From the view of long context of unemployment problems in Bangladesh, there is no scope to justify quota in public employment in a broad sense under Article 29(3)(a) of the Constitution. In this connection, we need to read Articles 15(d) and 29(1) simultaneously, according to the Article 15(d), it shall be a fundamental responsibility of the state to secure to its citizens the right to social security – that is the right to public assistance in case of undeserved want arising from unemployment. Thus, the government should comply with the provision of Article 15(d) read with Article 29(1) of the Constitution. In this regard, Indian Supreme Court in the case of ABSK Sangh vs. Union of India held that fundamental principles of state policy are a guide to interpretation of the constitution, they are to be kept in view while interpreting the provisions relating to the fundamental rights.[7] On the other hand, in light of Article 47(1)(f) of the Constitution, the government for the purpose of giving effect to Article 15(d) of the Constitution as the fundamental principle of state policy can make law for extinction, modification or restriction of the quota in public employment, which has been mentioned in Article 29(3)(a) of the Constitution, and such law shall not deemed to be void on the ground that it is inconsistent with, or takes away or abridges, any of the rights guaranteed by the Part III of this constitution. In case of conflict between the fundamental principles of state policy and fundamental rights, the court will try for a harmonious interpretation so as to give effect to both.[8]

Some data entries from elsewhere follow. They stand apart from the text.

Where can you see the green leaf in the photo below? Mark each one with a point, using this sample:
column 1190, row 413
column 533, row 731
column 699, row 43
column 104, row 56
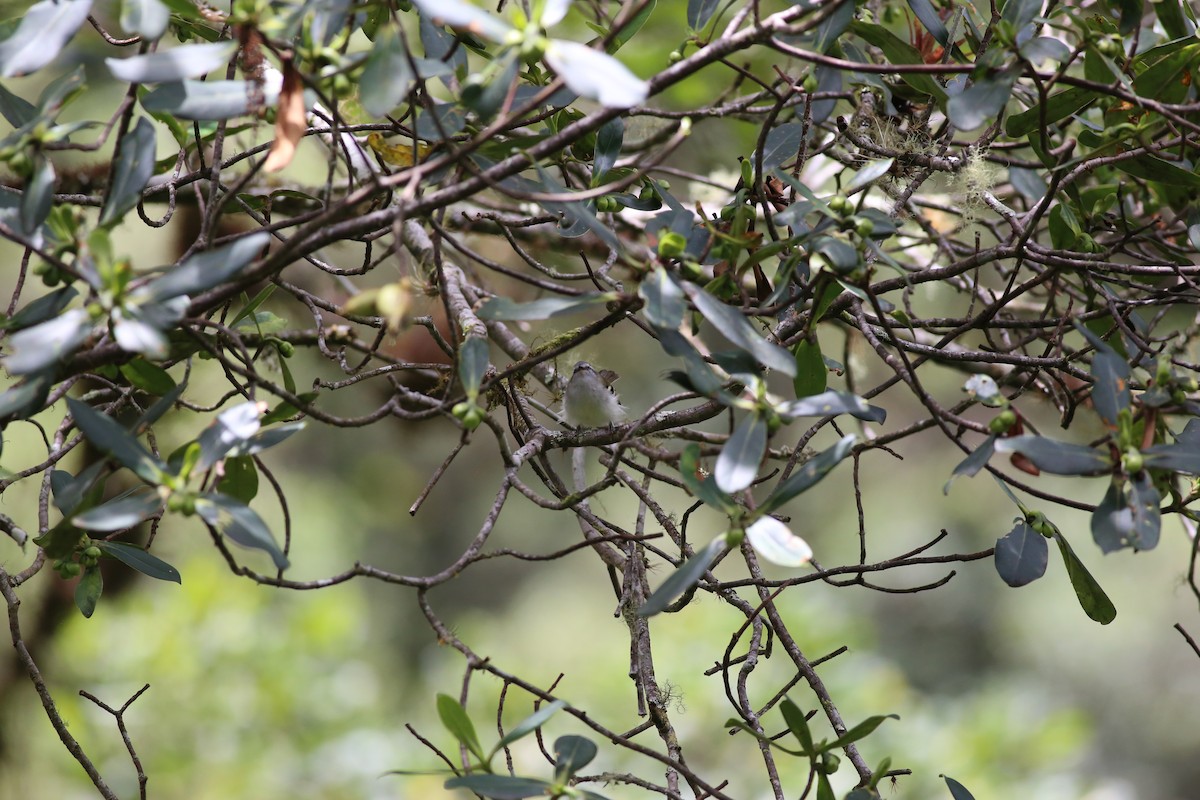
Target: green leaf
column 1091, row 596
column 630, row 29
column 1128, row 518
column 240, row 524
column 1021, row 555
column 683, row 578
column 88, row 590
column 871, row 172
column 700, row 12
column 859, row 731
column 121, row 512
column 503, row 308
column 811, row 376
column 501, row 787
column 148, row 377
column 529, row 725
column 571, row 753
column 1057, row 457
column 663, row 298
column 972, row 463
column 705, row 488
column 958, row 791
column 177, row 64
column 473, row 362
column 832, row 403
column 983, row 102
column 205, row 270
column 799, row 726
column 455, row 720
column 738, row 330
column 145, row 563
column 742, row 455
column 897, row 50
column 809, row 475
column 1056, row 107
column 240, row 479
column 387, row 77
column 45, row 30
column 37, row 197
column 111, row 438
column 609, row 140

Recently, Bangladesh has fulfilled the eligibility requirements to graduate from “Least Developed Country” to “Developing Country” status. Accordingly, to make a prosperous nation, the government shall endeavor to ensure equality of opportunity for all citizens in every sphere of national life as enshrined in Article 19 of the Constitution. However, Article 29(3)(a) of the Constitution that gives the government the discretion to make reservation/quota in the employment of the Republic in a reasonable manner is also an exception to the current provision of Article 19 of the Constitution.
The final observation is that the recruitment in the civil service of the Republic based on existing 56% quota system as opposed to merit is directly contradictory to Articles 27 and 29 that respectively guarantee equality before law and equality of opportunity in public employment. Although Article 28(4) provides for some special provision for women, children and backward section of citizens, the 56% (more than 50%) quota is totally unfair, unjust and unreasonable and is against the concept of rule of law and therefore, unconstitutional. To some extent, it amounts to a mockery to merit and the principle of equality and non-discrimination.
Footnotes:
[1] Mahmudul Islam, Constitutional Law of Bangladesh, 3rd Edition, May 2012, Mullick Brothers, p. 230.
[2] AIR 1993 SC 81
[3] AIR 1963 SC 649
[4] AIR 1964 SC 179
[5] AIR 1993 SC 477
[6] Constitution of Bangladesh, Article 44.